Many _____ do not want persons who [a lot of things] as partners in their business, as scoutmasters for their children, as teachers in their children’s schools, or as boarders in their home, but that by itself is not enough to ban everything inside those brackets. People have stupid baseless prejudices; we all do; that doesn’t mean we get to exclude or punish or humiliate people who set off our prejudice buttons. You need more than that.

In his dissent in the 1996 case Romer v. Evans, which challenged Colorado’s ban on any local jurisdictions outlawing discrimination on the basis of sexual orientation, Scalia brought out an analogy that he’s used to attack liberals and supporters of LGBT rights for years since. “Of course it is our moral heritage that one should not hate any human being or class of human beings,” Scalia wrote, in the classic prebuttal phrasing of someone about to say something ludicrous. “But I had thought that one could consider certain conduct reprehensible—murder, for example, or polygamy, or cruelty to animals—and could exhibit even ‘animus’ toward such conduct. Surely that is the only sort of ‘animus’ at issue here: moral disapproval of homosexual conduct[.]”

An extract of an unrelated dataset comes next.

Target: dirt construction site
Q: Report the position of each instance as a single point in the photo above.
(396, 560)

Yes, but some flavors of moral disapproval are more reasonable than others. Some are not reasonable at all, and homophobia fits that category pretty neatly.

Obviously Scalia knew that; everyone says he had a brilliant mind, including people who loathed his judicial philosophy. But he said what he said.

During oral arguments in Lawrence, the attorney challenging the Texas law argued that it was “fundamentally illogical” for straight people to be able to have non-procreative sex without being harassed by the state while same-sex couples did not have the right to be “free from a law that says you can’t have any sexual intimacy at all.” But Scalia pointed out that gays and lesbians could just have sex with people of the opposite sex instead. “It doesn’t say you can’t have—you can’t have any sexual intimacy. It says you cannot have sexual intimacy with a person of the same sex.” Later on in his dissent, Scalia argued that Americans’ constitutional right to equal protection under the law wasn’t violated by the Texas law for that reason. “Men and women, heterosexuals and homosexuals, are all subject to [Texas’] prohibition of deviate sexual intercourse with someone of the same sex.” That should sound familiar: It’s the same argument defenders of bans on interracial marriage used to make, arguing that the bans were constitutional because they affected whites and blacks equally.

Rich and poor alike are free to sleep under bridges.